Published by Knopf on September 5th 1992
Genres: Contemporary, Literary Fiction, Mystery
Truly deserving of the accolade a modern classic, Donna Tartt’s novel is a remarkable achievement—both compelling and elegant, dramatic and playful.
Under the influence of their charismatic classics professor, a group of clever, eccentric misfits at an elite New England college discover a way of thinking and living that is a world away from the humdrum existence of their contemporaries. But when they go beyond the boundaries of normal morality their lives are changed profoundly and forever, and they discover how hard it can be to truly live and how easy it is to kill.
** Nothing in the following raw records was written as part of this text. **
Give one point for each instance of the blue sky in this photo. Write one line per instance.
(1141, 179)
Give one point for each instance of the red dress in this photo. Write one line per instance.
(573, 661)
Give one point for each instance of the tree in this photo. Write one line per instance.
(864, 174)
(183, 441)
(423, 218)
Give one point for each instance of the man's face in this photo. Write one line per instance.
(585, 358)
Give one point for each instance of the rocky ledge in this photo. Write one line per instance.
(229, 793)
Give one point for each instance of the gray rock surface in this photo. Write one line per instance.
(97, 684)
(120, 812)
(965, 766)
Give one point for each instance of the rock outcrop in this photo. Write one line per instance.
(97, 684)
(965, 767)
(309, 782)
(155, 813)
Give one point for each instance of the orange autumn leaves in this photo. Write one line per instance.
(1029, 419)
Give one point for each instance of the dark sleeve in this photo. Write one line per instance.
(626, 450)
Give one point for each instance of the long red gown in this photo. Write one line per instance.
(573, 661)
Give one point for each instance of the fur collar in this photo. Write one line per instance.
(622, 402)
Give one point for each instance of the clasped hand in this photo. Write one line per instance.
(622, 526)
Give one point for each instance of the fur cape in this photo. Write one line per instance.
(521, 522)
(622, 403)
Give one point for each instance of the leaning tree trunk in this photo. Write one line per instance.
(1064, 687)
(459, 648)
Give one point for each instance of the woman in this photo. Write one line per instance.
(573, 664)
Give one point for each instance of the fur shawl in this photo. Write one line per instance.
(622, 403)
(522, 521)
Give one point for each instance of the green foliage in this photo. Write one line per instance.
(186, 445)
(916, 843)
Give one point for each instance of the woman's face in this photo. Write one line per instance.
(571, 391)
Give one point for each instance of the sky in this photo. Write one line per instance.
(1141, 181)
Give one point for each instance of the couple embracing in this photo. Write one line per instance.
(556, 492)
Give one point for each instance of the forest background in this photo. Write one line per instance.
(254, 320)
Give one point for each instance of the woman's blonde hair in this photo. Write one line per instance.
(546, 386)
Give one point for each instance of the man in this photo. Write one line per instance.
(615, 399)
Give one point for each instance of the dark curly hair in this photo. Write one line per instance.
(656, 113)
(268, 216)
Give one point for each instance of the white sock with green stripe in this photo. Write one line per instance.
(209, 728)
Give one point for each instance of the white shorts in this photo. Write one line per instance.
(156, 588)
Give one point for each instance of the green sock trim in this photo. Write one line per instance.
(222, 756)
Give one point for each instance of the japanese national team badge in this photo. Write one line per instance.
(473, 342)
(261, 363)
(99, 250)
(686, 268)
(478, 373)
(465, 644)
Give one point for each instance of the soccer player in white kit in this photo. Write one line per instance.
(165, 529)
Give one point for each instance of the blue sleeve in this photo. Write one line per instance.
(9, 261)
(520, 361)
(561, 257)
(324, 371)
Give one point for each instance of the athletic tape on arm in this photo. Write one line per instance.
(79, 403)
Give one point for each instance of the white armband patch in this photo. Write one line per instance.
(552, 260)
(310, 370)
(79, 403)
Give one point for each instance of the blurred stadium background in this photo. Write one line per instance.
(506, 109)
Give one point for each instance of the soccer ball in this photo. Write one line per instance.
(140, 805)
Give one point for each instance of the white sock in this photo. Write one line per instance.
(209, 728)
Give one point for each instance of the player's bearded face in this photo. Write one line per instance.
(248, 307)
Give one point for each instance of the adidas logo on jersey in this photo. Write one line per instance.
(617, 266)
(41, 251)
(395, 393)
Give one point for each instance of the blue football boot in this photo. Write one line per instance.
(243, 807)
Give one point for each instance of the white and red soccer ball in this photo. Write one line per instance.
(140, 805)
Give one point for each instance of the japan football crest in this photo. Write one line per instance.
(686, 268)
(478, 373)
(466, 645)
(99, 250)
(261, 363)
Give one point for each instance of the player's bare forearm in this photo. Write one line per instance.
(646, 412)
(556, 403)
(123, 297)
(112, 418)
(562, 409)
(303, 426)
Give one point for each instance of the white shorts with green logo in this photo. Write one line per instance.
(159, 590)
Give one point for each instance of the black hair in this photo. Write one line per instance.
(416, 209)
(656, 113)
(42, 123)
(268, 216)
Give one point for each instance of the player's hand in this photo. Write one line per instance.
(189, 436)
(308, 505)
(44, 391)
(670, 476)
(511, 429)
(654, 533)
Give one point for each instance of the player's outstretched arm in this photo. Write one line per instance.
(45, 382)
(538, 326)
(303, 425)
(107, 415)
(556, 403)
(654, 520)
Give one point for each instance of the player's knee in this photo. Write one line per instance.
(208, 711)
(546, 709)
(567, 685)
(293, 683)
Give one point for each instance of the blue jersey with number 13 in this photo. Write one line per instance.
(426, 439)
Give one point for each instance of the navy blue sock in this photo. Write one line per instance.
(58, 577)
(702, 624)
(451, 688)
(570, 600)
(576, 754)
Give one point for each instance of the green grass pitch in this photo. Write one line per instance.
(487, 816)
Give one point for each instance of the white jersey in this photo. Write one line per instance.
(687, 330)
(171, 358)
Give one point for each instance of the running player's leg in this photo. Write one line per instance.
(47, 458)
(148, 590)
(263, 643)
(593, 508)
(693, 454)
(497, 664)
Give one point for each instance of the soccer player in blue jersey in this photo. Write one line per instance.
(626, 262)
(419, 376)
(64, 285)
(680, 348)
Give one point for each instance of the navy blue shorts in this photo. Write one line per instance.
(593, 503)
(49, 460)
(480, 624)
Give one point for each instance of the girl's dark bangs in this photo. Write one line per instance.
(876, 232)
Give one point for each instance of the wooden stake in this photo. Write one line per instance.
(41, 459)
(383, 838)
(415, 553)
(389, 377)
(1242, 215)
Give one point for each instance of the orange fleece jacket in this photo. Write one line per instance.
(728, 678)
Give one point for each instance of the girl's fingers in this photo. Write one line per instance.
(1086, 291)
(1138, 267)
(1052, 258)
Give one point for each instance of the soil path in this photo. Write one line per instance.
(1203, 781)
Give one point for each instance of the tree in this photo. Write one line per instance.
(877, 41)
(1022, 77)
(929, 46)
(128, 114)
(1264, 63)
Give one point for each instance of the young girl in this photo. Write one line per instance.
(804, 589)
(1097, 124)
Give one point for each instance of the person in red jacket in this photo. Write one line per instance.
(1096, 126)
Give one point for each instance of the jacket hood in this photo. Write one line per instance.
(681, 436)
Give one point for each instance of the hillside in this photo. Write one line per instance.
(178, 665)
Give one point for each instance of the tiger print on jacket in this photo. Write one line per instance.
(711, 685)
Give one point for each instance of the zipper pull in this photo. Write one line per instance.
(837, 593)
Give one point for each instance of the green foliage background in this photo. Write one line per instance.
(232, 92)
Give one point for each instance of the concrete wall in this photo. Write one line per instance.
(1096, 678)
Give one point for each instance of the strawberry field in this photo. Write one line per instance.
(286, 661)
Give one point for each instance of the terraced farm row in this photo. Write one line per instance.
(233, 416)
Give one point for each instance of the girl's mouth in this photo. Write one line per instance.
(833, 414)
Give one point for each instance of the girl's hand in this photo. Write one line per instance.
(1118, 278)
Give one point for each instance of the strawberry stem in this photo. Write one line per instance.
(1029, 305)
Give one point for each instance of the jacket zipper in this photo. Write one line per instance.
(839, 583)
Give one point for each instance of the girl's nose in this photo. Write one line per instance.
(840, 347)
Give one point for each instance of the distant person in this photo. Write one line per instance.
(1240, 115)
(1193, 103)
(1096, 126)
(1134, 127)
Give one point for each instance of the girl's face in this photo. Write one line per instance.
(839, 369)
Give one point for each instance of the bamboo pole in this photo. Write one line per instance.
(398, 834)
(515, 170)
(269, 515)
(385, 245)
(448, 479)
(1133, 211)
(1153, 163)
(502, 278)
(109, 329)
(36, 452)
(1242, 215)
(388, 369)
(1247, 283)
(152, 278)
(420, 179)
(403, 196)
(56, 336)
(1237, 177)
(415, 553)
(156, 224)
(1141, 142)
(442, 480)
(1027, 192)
‘I suppose at one time in my life I might have had any number of stories, but now there is no other. This is the only story I will ever be able to tell.’
I was pretty blown away at how much I enjoyed this. It took me almost an entire month to read (which is practically unheard of for me) but this is one that you definitely can’t zoom right through in my opinion. Incredibly detailed and enthralling, I’m really glad that I paced myself and took my time because this is one to be savored.
Truly compelling, you already know from the very first line what’s to come:
‘The snow in the mountains was melting and Bunny had been dead for several weeks before we came to understand the gravity of our situation.’
All of the characters were vibrant and completely unforgettable. Despite knowing exactly what’s to come, the beauty of this story is the slow unraveling process that the author takes you through, detailing each and every step the friends took to get to that final moment. I can definitely see why this one is considered a modern classic.